FAQ
Three things come to mind:

1> You can think about caching your filters. This only makes sense if you
have a fairly small number of wildcards that you *expect*. Probably not
really viable, but I thought I'd mention it.

2> You say that the search is "part of the requirements". It might be worth
asking the people who wrote the requirements why. I've sometimes found that
requirements aren't cast in stone, and things get in there that would be
"nice" to have, but when informed of the trade-offs, the requirements may
not be inflexible. Speaking of tradeoffs, I'm not sure a person can
reasonably complain about 10s wildcard searches on a 7G index of the type
you outlined.<G>.

3> Not that I expect it to matter much for search speed, but is the 7G
necessary? In other words, do you store things that you don't need to store
in your index? This could be important if you decide to try some of the
alternative indexing schemes.

Best
Erick
On 8/15/06, Van Nguyen wrote:

I'm now using a filter on the wildcard portion of the query. Takes 10s
to return results. I took out the wildcard query and just search on
terms and that takes 187ms to return the same results (well... Not
same... But a lot faster to return results). Unfortunately, the
wildcard query is part of the requirement. I'll play around with the
filter to see if I can reduce the search time.

Thanks,

Van

-----Original Message-----
From: Erick Erickson
Sent: Monday, August 14, 2006 6:20 PM
To: java-user@lucene.apache.org
Subject: Re: 7GB index taking forever to return hits

I actually suspect that your process isn't hung, it's just taking
forever because it's swapping a lot. Like a really, really, really lot.
Like more than you ever want to deal with <G>.

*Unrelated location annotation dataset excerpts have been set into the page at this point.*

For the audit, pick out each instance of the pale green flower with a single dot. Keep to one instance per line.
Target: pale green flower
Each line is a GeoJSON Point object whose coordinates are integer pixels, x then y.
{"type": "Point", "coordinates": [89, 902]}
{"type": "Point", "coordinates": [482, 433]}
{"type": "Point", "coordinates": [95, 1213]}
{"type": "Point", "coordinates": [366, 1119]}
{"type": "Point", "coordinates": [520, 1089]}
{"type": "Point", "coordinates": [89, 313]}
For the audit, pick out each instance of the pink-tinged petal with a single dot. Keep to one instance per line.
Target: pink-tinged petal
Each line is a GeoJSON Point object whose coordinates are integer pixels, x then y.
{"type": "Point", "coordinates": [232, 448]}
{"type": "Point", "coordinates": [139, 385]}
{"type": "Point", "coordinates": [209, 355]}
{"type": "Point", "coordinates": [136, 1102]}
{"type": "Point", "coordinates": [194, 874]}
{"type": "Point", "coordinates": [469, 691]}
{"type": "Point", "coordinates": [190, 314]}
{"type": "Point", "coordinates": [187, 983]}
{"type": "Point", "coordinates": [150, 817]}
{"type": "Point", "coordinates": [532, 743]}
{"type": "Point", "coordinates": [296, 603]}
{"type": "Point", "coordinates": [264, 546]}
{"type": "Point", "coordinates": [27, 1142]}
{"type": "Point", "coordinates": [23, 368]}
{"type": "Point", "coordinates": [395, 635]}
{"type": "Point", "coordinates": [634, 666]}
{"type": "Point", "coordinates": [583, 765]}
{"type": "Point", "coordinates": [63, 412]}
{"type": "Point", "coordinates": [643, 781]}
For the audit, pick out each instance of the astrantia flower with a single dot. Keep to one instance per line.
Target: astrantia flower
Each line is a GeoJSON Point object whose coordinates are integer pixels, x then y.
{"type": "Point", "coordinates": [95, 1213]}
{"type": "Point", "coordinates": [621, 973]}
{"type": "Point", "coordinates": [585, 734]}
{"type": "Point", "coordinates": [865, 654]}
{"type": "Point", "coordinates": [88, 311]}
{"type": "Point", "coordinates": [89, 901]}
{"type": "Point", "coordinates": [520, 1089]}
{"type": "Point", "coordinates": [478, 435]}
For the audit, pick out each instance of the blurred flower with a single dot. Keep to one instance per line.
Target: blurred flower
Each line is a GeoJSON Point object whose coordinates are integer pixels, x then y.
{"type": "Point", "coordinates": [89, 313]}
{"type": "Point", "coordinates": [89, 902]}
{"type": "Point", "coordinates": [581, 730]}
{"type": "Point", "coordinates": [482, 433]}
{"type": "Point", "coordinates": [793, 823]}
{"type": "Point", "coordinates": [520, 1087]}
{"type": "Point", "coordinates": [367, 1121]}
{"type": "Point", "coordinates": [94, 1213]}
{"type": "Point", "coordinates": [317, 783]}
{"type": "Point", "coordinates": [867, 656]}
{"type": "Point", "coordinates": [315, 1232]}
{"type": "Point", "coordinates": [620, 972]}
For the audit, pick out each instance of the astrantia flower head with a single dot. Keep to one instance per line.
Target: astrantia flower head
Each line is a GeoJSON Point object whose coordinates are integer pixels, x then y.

I think you're pretty much forced, as Lin said, to use a filter. I was
pleasantly surprised at how quickly filters can be built, and if you
have a small set of wildcards you really expect, you can use a
CachingWrapperFilter to keep them around. NOTE: we're only recommending
the filters for the wildcard portions of the query.

For a generous explanation of wildcards in general from "the guys",
search the archive for a thread "I just don't get wildcards at all".
There's quite an explanation of wildcards, as well as some alternative
indexing schemes to make wildcard queries without wildcards. Which is
faster but bloats the index.

If you're unfamiliar with filters, you really need to become familiar
with them. Basically, they're a bitset with the bit corresponding to
each document turned on for terms that could match.

You'll probably want to use a WildcardTermEnum, or perhaps a
RegexTermEnum, and for each term, enumerate all the docs containing that
term (see
TermDocs) and set your bit in the filter. When the filter is created,
use it to construct a ConstantScoreQuery that you add to your
BooleanQuery. It sounds more complicated than it is <G>.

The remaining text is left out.